While Vicki was inside her cabin doing one of her four mandatory daily check-ins with her creepy boyfriend, Heather and Alexis were outside talking about the housing market. More accurately, Alexis was talking about how well Earth Jesus knows the market, and in the next breath, she mentioned how much money they lost in the housing market with their last place. So, wait, exactly what does Jim know about? What kind of an expert is he that he can’t find a house in this huge buyer’s market so that they don’t continue to waste money on a giant rental castle? Or can they just not qualify for a mortgage? Questions, I have them. I have them in spades.
The food eventually arrived for everyone to cook, and from the near-total confusion that overtook the group when it came to grilling pre-marinated pieces of meat over a fire (with firewood and easy-peasy fire-starters provided, of course), I wouldn’t be surprised if we met a new cast member named E.Coli next week. Heather was the only one that managed to pay attention to the instructions and build the fire, which makes the fact that Heather is an asshole half the time even more infuriating – she actually IS smart.
Once the meat was cooking, Vicki and Alexis got to a little bit of bonding, and Vicki actually sorta-apologized for never being very nice to her because of Tamra’s negative influence. She took a little bit of it back at the end, but mostly it seemed perfectly reasonable. Not only that, but everyone survived the night despite all the panic over skunks and imaginary bears and made it to breakfast the next morning. Thankfully, they had help to cook breakfast for them while they ran away from bees and gossiped amongst each other, during which Heather prodded a little more at Alexis’ version of reality.
What bothers Heather about Alexis is one of the same things that’s always bothered me – I can’t help but think that most of the time, she’s lying. Whether she’s lying knowingly or because Earth Jesus never tells her what’s actually going on, I don’t know, but so much of what Alexis says just doesn’t pass the truth sniff test that she seems almost delusional. Of course, much of the stuff she talks about can’t be fact checked, but so much that comes out of her mouth has that cumbersome, rough-edged feel of mistruth. She wears a fake ring a lot because she’s scared to wear her fake ring? Is that just a cover in case someone notices her diamond is fake? She urged her husband to buy a Prius to…stimulate the economy? Is that because they’re under financial pressure and they can’t afford to gas up the rented Escalade? For some reason, I just can’t suspend disbelief and take Alexis at face value, and neither can Heather. Unfortunately, they didn’t get in the screaming match I was hoping we’d eventually see and the trip ended without fanfare.

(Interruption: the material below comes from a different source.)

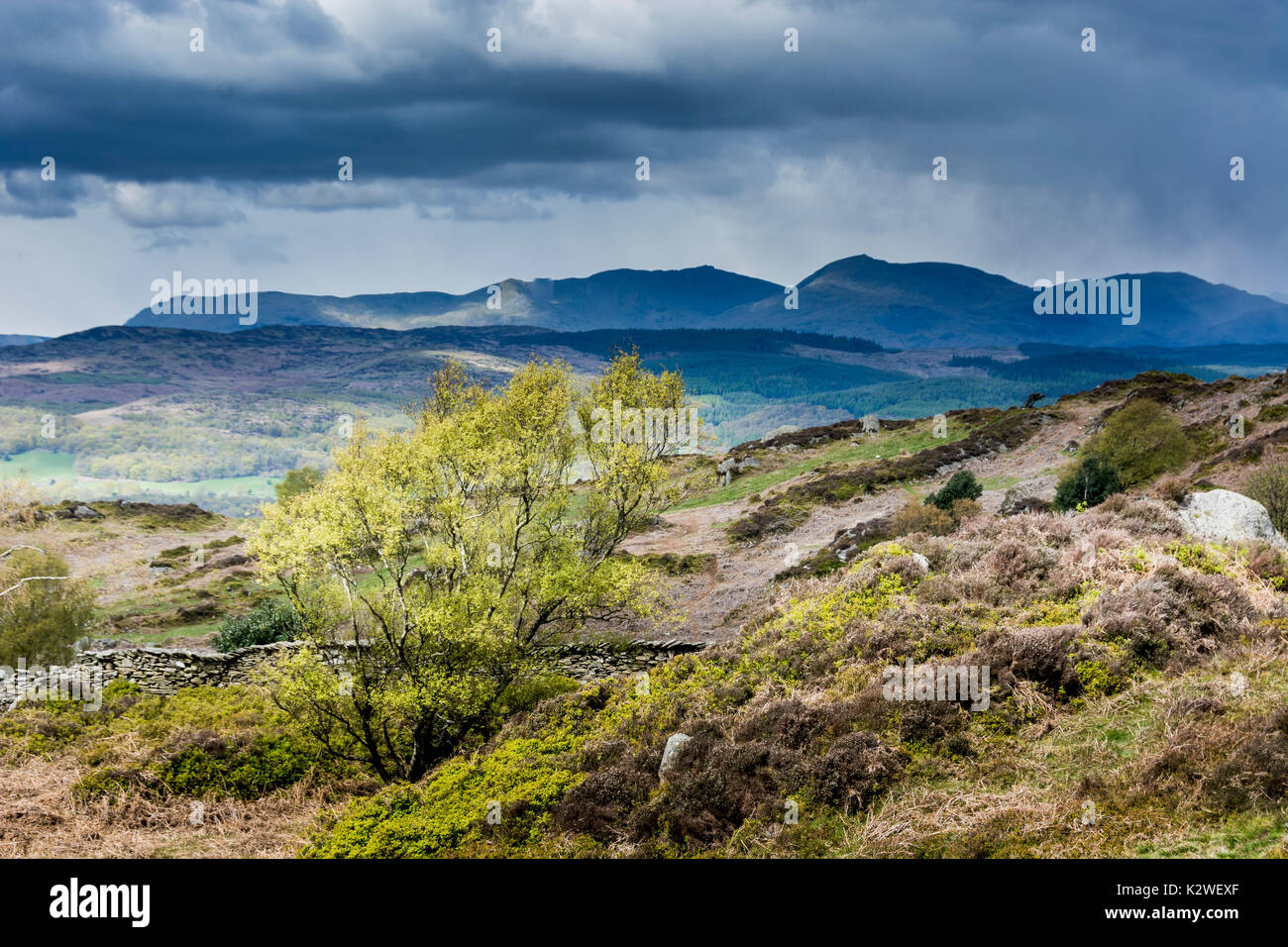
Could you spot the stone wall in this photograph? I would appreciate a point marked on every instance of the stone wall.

The episode ended with Gretchen and Slade going to see yet another voice coach, which is funny, because apparently Bravo doesn’t realize that literally no one cares. Apparently Gretchen’s voice is still messed up from screaming at Vicki eight years ago, and on the car ride home from the voice lesson (is there some sort of clause in Gretchen’s contract that requires Bravo to show her in the car at least once per episode?), she got all weepy at Slade because it is All His Fault. He made jokes about Vicki, which meant that Gretchen had to scream at her and then accept a gig that required her to sing. All Slade’s fault, all of that. Perhaps I’d be a little more interested in all of this if I thought that any of it might lead to Gretchen dumping Slade, but he’s still around, so I couldn’t care less. More and more, that’s true of this entire series.